In 1992, Dr. Jagan became the 4th and first President of East Indian descent and the anti-1980 Constitution camp led by the likes of Bisram et al immediately demanded the discarding of the diabolical charter. With Pele-esque skills, President Jagan juggled the political football by stating that it was too radical to make the changes he promised and gave his commitment not to abuse the autocratic texts carefully crafted with jurisprudence erudition by the 1980 Minister of Justice and Attorney-General Dr. Mohammed Shahabaddeen and Desmond Hoyte, Minister of Economic Planning. In addition to this, the President sought refuge under nationalistic argumentation by suggesting that he would not want to discard Burnham’s Constitution and revert to the British imperialist Westminster-type canon. Despite this seeming posture of betrayal of the anti-Burnham constitution flock who demanded a completely dashing and smashing of the legal diktat of 1980, the historical record will show that his party carried out numerous reforms in the aftermath of the 1997 elections.
THE 2015 PROMISE
On May 15th, 2015, David Arthur Granger was sworn in as the 9th President of the Cooperative Republic of Guyana and the Reformists were confident that this was their man. Understandably so, the change of government came against the backdrop of 23 years of intransigent monolithic governance and the APNU+AFC 2015 Manifesto stated, inter alia:‘ In the Cummingsburg Accord, the APNU and AFC are committed to the establishment of a Constitutional Reform Committee with a mandate to complete consultations, draft amendments and present same to the National Assembly…’.
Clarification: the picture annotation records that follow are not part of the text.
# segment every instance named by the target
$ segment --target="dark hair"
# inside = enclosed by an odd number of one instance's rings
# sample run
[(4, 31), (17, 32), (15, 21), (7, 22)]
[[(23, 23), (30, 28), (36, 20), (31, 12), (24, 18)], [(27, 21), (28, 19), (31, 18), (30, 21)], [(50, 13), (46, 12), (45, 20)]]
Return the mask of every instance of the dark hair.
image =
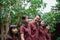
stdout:
[(35, 15), (35, 17), (36, 17), (36, 16), (39, 16), (39, 17), (41, 18), (41, 16), (40, 16), (39, 14)]
[[(8, 35), (9, 35), (11, 38), (13, 37), (13, 33), (12, 33), (12, 29), (13, 29), (13, 28), (17, 28), (17, 27), (10, 26), (10, 27), (9, 27), (9, 31), (8, 31)], [(15, 34), (15, 36), (18, 37), (18, 33)]]

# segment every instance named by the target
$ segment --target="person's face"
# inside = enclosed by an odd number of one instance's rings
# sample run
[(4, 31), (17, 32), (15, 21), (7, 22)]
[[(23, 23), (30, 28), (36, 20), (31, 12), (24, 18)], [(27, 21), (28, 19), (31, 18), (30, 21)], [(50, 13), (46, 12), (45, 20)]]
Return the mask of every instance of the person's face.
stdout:
[(40, 17), (38, 15), (35, 17), (35, 21), (36, 22), (40, 21)]
[(26, 16), (26, 20), (25, 20), (26, 22), (29, 22), (29, 19), (28, 19), (28, 16)]
[(17, 28), (12, 28), (12, 32), (13, 32), (14, 34), (16, 34), (16, 33), (18, 32), (18, 29), (17, 29)]
[(44, 23), (44, 21), (41, 21), (41, 23), (40, 23), (41, 25), (44, 25), (45, 23)]

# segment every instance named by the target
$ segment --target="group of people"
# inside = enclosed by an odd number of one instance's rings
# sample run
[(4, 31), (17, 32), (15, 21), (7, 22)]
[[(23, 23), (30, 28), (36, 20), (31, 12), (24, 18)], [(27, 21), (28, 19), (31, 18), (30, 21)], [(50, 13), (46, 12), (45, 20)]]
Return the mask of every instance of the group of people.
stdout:
[(10, 26), (6, 40), (51, 40), (49, 32), (50, 26), (41, 20), (40, 15), (36, 15), (34, 19), (29, 22), (27, 15), (22, 16), (20, 24), (20, 35), (16, 26)]

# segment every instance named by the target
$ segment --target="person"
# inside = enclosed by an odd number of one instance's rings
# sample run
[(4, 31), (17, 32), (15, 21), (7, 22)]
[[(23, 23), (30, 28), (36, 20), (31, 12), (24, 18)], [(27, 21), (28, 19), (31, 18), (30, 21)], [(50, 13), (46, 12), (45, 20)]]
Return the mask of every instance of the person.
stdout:
[(46, 33), (47, 40), (51, 40), (51, 33), (50, 33), (49, 29), (50, 29), (50, 26), (48, 24), (46, 24), (45, 33)]
[(31, 22), (31, 38), (32, 40), (39, 40), (38, 37), (38, 22), (40, 21), (40, 15), (36, 15)]
[(31, 32), (30, 32), (30, 24), (29, 24), (28, 16), (23, 15), (22, 22), (20, 25), (21, 40), (31, 40), (30, 33)]
[(39, 27), (39, 40), (51, 40), (51, 35), (49, 32), (50, 26), (41, 21)]
[(9, 27), (9, 32), (6, 36), (6, 40), (18, 40), (18, 29), (16, 25)]
[(39, 26), (39, 40), (47, 40), (44, 29), (45, 29), (45, 23), (44, 23), (44, 20), (42, 20)]

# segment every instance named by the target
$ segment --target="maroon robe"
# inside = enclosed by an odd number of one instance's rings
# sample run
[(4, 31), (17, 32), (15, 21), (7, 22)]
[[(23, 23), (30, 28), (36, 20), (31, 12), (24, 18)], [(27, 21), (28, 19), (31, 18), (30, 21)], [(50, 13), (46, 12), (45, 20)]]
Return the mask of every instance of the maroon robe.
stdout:
[(51, 35), (46, 29), (39, 29), (39, 40), (51, 40)]
[(38, 26), (35, 22), (31, 23), (31, 37), (32, 40), (38, 40)]
[(24, 27), (24, 25), (20, 26), (20, 33), (24, 34), (24, 39), (25, 40), (31, 40), (31, 36), (30, 36), (30, 24), (28, 24), (27, 28)]
[(11, 37), (11, 36), (7, 35), (6, 40), (18, 40), (18, 37), (16, 37), (16, 36)]
[(47, 40), (45, 30), (39, 28), (39, 40)]
[(49, 30), (45, 29), (45, 33), (46, 33), (47, 40), (51, 40), (51, 34), (50, 34)]

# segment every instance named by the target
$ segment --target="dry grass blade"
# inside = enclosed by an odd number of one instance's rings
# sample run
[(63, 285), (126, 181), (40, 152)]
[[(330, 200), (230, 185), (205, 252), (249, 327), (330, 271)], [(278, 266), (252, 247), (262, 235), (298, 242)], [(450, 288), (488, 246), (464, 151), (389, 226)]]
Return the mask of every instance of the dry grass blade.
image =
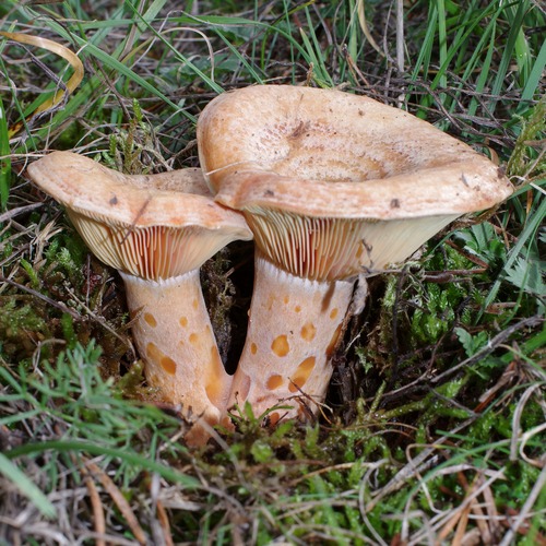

These proposed reforms included transformational goodies such as power being shared in the Cabinet by parties which received 15% of the vote, the powers of the President to be reduced and increased powers for the Prime Minister which included authority over the Cabinet. The nation was anxious about the prospects and it felt like the fall of the Berlin Wall mystical air was blowing across the land. However, I was skeptical because I know power concedes nothing unless there is a cataclysmic upheaval. My skepticism was swiftly validated.
The Office of the Prime Minister moved expeditiously to establish the Constitutional Reform Steering Committee (CRSC) which was chaired by prominent Attorney-at-Law Nigel Hughes. The committee produced the Constitutional Reform Report which formed the basis for the Constitutional Reform Consultative Commission Bill. Two years after consistent concrete steps, the game of political football began. The Prime Minister’s Office kicked the ball over to the AG’s Chambers and the AG Chambers passed the ball to the National Assembly’s bi-partisan Parliamentary Committee on Constitutional Reform which they argued was key to any reforms. This Committee met once and there was never any submission made to Cabinet to begin the enactment of the reforms. No goals were scored and the 2015 promised died due to knocks and tackles in the game of political football.
CONCLUSION
A pattern has become evident. When one party is not within the halls of power, they feel the wrath of the Constitution and they passionately campaign for reforms. Once power is acquired and red carpet fever hits, there is a tendency to forget reforms and maximize the power accorded by the document. In this, the game becomes deadly because, besides concerns about the unfettered powers of the President, Reformists have argued for modifications to address the critical question of Ethnic Security Dilemma (ESD). Lowe, Khemraj et al have posited that there needs to be a Constitution that addresses the fears of the various ethnic groups through power-sharing arrangements that would bring an end to the ‘winner takes all’ system.
These cries have fallen on deaf ears and it seems for us to reach the promised land of the reform of the Constitution, Guyana may have to eventually bear witness to the words of John Pym (1584-1643): ‘the form of government in any state cannot be altered without apparent danger of ruin to that state’.